Published on: April 24, 2026 at 2:35 pm
It can be challenging to understand why politicians or CEOs make their decisions or interpret their actions.
But a lot of how CEOs navigate their celebrity and public messaging about their decisions, plans, and vision “comes down to values,” said Academy of Management Scholar Jeffrey Lovelace of the University of Virginia. He, Jonathan Bundy, Donald C. Hambrick, and Timothy G. Pollock coauthored an Academy of Management Review research article on celebrity CEOs.
“There has been a lot of interesting work on ideology, and we have learned a lot from it, including that ideology is highly contextualized, for example, liberal versus conservative in the United States and left versus right globally,” Lovelace said.
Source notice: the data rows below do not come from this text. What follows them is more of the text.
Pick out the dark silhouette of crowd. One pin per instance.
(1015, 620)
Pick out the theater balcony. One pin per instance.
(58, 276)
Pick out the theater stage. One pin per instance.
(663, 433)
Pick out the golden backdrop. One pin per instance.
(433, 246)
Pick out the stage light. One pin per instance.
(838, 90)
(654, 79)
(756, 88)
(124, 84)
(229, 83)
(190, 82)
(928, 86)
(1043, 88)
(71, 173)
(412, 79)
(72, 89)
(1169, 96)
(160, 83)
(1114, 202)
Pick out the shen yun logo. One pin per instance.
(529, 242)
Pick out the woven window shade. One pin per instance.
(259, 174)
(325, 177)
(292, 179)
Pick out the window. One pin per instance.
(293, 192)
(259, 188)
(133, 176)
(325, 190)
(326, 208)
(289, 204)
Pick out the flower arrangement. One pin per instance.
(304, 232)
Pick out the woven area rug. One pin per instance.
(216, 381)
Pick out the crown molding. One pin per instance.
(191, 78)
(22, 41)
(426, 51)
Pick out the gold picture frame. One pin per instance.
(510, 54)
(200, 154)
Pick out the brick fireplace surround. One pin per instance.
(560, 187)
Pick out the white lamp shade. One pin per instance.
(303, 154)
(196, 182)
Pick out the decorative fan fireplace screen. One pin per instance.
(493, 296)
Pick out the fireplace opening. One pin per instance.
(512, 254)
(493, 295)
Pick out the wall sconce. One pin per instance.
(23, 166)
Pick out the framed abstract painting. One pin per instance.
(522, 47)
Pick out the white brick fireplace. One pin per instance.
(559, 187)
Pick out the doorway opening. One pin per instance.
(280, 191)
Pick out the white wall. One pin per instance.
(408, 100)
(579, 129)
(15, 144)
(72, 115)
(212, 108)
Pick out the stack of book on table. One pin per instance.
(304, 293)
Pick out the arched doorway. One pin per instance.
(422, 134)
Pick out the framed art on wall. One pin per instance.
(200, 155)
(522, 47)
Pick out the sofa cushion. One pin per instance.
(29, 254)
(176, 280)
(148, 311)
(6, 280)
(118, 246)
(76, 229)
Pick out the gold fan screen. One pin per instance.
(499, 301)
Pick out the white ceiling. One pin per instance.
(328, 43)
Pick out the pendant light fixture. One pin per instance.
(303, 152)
“If we think about the question, ‘What are the values that are actually driving these executives to make decisions?’, perhaps we’ll be better positioned to understand exactly why CEOs make certain decisions when managing complex issues and public perceptions.”
A key question is: Are a CEO’s words and actions primarily driven by a desire to maximize profitability or power, or are there ideological or values-based motivations at play?
“Is it really about the self-versus-other focus, a more collective or more individualistic type of leadership approach?” Lovelace said. “Are decisions or public statements more about the idea of the need for power than they are about some sort of ideological perspective that’s driving this?
“What are some of these foundational values that are actually driving these decisions?” he said. “Finding answers to those questions can give us incredible insight into these CEOs’ proclamations and behavior.
“Not only would they be useful for us, but they’re much more generalizable across contexts, and so we would be able to better understand things, not only within the U.S.-based context, but tying them to these overarching values instead of to ideologies.”
For example, getting back to the foundations of values can allow researchers and analysts to draw parallels from President Donald Trump’s MAGA movement in the United States—and the CEOs who have publicly supported it—to the trends in Europe, including the anti-immigration/nativist, conservative/right-wing political movements that have gained traction in the Netherlands, Belgium, Croatia, the Czech Republic, Hungary, Italy, and Finland.
“What’s going on there? What are the values of European politicians and business leaders, and how are they driving these decisions in very uncertain times?” Lovelace said.
“Values are playing a key role in what a lot of these executives are deciding to do in the current and political environment that we’re in.”